Minimum Hardware Recommendations
================================
Ceph can run on inexpensive commodity hardware. Small production clusters
and development clusters can run successfully with modest hardware.
+--------------+----------------+------------------------------------+
| Process | Criteria | Minimum Recommended |
+==============+================+====================================+
| ``ceph-osd`` | Processor | 1x 64-bit AMD-64/i386 dual-core |
| +----------------+------------------------------------+
| | RAM | 500 MB per daemon |
| +----------------+------------------------------------+
| | Volume Storage | 1x Disk per daemon |
| +----------------+------------------------------------+
| | Network | 2x 1GB Ethernet NICs |
+--------------+----------------+------------------------------------+
| ``ceph-mon`` | Processor | 1x 64-bit AMD-64/i386 |
| +----------------+------------------------------------+
| | RAM | 1 GB per daemon |
| +----------------+------------------------------------+
| | Disk Space | 10 GB per daemon |
| +----------------+------------------------------------+
| | Network | 2x 1GB Ethernet NICs |
+--------------+----------------+------------------------------------+
| ``ceph-mds`` | Processor | 1x 64-bit AMD-64/i386 quad-core |
| +----------------+------------------------------------+
| | RAM | 1 GB minimum per daemon |
| +----------------+------------------------------------+
| | Disk Space | 1 MB per daemon |
| +----------------+------------------------------------+
| | Network | 2x 1GB Ethernet NICs |
+--------------+----------------+------------------------------------+
.. tip:: If you are running an OSD with a single disk, create a
partition for your volume storage that is separate from the partition
containing the OS. Generally, we recommend separate disks for the
OS and the volume storage.
Production Cluster Example
==========================
Production clusters for petabyte scale data storage may also use commodity
hardware, but should have considerably more memory, processing power and data
storage to account for heavy traffic loads.
A recent (2012) Ceph cluster project is using two fairly robust hardware
configurations for Ceph OSDs, and a lighter configuration for monitors.
+----------------+----------------+------------------------------------+
| Configuration | Criteria | Minimum Recommended |
+================+================+====================================+
| Dell PE R510 | Processor | 2x 64-bit quad-core Xeon CPUs |
| +----------------+------------------------------------+
| | RAM | 16 GB |
| +----------------+------------------------------------+
| | Volume Storage | 8x 2TB drives. 1 OS, 7 Storage |
| +----------------+------------------------------------+
| | Client Network | 2x 1GB Ethernet NICs |
| +----------------+------------------------------------+
| | OSD Network | 2x 1GB Ethernet NICs |
| +----------------+------------------------------------+
| | Mgmt.

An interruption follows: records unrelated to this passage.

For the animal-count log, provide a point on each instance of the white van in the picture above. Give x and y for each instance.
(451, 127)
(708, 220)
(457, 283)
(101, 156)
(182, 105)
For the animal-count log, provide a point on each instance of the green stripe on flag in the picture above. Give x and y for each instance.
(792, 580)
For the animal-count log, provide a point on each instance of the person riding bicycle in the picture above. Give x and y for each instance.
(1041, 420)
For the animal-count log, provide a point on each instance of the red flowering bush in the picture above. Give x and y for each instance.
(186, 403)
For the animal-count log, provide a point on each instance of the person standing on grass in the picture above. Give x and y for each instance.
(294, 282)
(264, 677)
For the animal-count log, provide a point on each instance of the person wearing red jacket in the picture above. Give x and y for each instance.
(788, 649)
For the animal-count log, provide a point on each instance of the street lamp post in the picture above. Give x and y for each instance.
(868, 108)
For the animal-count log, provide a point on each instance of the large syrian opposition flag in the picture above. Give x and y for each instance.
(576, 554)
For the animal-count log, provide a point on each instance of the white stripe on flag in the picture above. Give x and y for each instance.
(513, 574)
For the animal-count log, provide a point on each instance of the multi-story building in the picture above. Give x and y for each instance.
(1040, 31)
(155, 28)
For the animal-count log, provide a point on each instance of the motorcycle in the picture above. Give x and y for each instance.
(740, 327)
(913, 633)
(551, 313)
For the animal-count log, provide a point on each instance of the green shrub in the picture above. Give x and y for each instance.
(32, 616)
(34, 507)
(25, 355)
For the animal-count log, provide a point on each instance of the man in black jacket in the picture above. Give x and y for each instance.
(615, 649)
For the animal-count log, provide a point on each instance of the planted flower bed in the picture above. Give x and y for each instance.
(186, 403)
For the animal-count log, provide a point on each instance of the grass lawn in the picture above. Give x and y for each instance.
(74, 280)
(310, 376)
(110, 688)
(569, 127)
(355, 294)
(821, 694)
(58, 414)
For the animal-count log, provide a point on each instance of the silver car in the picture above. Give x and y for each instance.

Network | 2x 1GB Ethernet NICs |
+----------------+----------------+------------------------------------+
| Dell PE R515 | Processor | 1x hex-core Opteron CPU |
| +----------------+------------------------------------+
| | RAM | 16 GB |
| +----------------+------------------------------------+
| | Volume Storage | 12x 3TB drives. Storage |
| +----------------+------------------------------------+
| | OS Storage | 1x 500GB drive. Operating System. |
| +----------------+------------------------------------+
| | Client Network | 2x 1GB Ethernet NICs |
| +----------------+------------------------------------+
| | OSD Network | 2x 1GB Ethernet NICs |
| +----------------+------------------------------------+
| | Mgmt. Network | 2x 1GB Ethernet NICs |
+----------------+----------------+------------------------------------+